Monday, July 16, 2007

Following Stephen Harper in Latin America

There are are a variety of human rights concerns that Stephen Harper ought to raise during his visit to Latin America, not the least of which are those related to the activities of Barrick Gold in Chile. The Toronto Star reports that
The most controversial stop on the trip could come Wednesday in Santiago, Chile. There, Harper will visit the offices of Barrick Gold, whose proposed Pascua Lama gold and silver mine in the Andes on the Chile-Argentine border has become a rallying point for critics of multinational mining operations.

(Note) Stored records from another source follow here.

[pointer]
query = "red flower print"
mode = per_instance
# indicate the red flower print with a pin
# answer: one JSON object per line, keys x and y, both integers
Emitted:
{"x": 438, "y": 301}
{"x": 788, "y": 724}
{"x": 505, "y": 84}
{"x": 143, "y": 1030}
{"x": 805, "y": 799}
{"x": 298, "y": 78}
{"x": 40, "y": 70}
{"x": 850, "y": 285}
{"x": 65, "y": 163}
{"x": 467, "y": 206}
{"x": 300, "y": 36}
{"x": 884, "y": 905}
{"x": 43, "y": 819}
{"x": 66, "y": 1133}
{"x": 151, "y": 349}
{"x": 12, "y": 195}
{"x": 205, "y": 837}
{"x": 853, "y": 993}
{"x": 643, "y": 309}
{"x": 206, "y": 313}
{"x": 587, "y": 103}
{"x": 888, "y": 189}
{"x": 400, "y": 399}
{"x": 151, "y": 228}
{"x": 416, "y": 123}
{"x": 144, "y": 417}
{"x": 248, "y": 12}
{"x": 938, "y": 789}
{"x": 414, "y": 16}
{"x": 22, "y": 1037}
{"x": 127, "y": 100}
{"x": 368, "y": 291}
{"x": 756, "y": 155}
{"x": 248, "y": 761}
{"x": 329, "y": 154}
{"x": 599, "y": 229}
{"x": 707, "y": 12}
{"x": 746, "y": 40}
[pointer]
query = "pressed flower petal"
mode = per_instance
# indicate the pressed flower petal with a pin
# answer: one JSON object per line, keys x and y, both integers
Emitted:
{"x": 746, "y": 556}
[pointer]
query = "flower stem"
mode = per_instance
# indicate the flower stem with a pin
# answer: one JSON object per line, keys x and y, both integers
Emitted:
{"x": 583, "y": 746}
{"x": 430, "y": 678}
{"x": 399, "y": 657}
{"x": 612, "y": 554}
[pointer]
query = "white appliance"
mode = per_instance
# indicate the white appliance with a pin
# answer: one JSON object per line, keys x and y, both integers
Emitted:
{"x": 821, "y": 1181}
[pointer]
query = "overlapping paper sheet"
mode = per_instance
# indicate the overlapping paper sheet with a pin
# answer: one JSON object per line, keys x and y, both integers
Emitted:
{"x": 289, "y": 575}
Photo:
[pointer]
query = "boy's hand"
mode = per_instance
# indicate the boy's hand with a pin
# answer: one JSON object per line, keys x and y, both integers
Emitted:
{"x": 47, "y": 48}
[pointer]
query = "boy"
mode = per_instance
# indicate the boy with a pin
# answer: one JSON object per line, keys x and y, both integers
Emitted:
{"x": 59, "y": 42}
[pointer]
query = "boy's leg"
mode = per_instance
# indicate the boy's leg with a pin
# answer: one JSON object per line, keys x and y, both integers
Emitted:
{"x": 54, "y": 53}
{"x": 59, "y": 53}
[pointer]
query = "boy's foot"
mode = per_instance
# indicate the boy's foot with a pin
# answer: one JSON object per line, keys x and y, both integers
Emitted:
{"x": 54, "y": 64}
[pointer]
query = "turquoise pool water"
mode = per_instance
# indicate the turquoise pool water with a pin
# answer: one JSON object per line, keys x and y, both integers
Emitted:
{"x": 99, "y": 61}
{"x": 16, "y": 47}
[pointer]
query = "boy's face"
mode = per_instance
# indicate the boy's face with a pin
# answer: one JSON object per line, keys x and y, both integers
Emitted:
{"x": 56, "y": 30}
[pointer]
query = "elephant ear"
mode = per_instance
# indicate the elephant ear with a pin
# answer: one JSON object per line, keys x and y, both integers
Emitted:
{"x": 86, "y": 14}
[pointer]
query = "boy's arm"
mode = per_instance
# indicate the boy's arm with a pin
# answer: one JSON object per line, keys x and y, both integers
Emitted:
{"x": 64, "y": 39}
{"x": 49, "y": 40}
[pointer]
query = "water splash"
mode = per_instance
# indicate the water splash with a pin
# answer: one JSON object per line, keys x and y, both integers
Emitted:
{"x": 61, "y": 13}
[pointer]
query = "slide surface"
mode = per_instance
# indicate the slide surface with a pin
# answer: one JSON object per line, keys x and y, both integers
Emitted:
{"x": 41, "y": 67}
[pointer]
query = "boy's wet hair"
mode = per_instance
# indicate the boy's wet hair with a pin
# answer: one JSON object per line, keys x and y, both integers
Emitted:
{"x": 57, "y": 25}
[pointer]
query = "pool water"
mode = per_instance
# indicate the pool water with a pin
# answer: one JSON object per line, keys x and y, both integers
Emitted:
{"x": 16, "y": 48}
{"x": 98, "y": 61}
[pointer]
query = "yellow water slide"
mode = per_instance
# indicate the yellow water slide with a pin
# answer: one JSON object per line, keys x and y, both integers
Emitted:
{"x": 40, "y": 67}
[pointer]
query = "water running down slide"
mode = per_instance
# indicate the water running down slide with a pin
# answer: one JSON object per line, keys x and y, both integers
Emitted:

Reports that the company's explorations have eroded the size of three glaciers by more than half have some Chilean lawmakers calling for a halt to planned operations and a probe into the environmental effects of Barrick's activities.
Prior to the trip, a BHR activist stated clearly what her expectations are:
Karen Keenan, of the Halifax Initiative, which keeps an eye on Canadian investment in developing countries, said corporate responsibility standards should guide behaviour in areas of environmental performance, human rights, public reporting and transparency. She said an oversight body should be created to conduct independent investigations and resolve conflicts.
Further to this, here is a release from the New Democratic Party on the issue. Here's an excerpt:
On the eve of the Prime Minister’s visit to Colombia and Chile, the NDP is demanding that Stephen Harper end his government’s stonewalling on proposed Corporate Social Responsibility (CSR) legislation to fight human rights and environmental abuses by Canadian extractive companies doing business in South America.

“If Harper is serious about a constructive role for Canada in this part of the world, let him prove it to citizens here in Canada and communities across Central and South America through concrete actions,” said NDP Foreign Affairs Critic Alexa McDonough. “He should start by implementing new and robust standards of Corporate Social Responsibility for Canadian companies operating in the developing world.”
We will follow events as they unfold.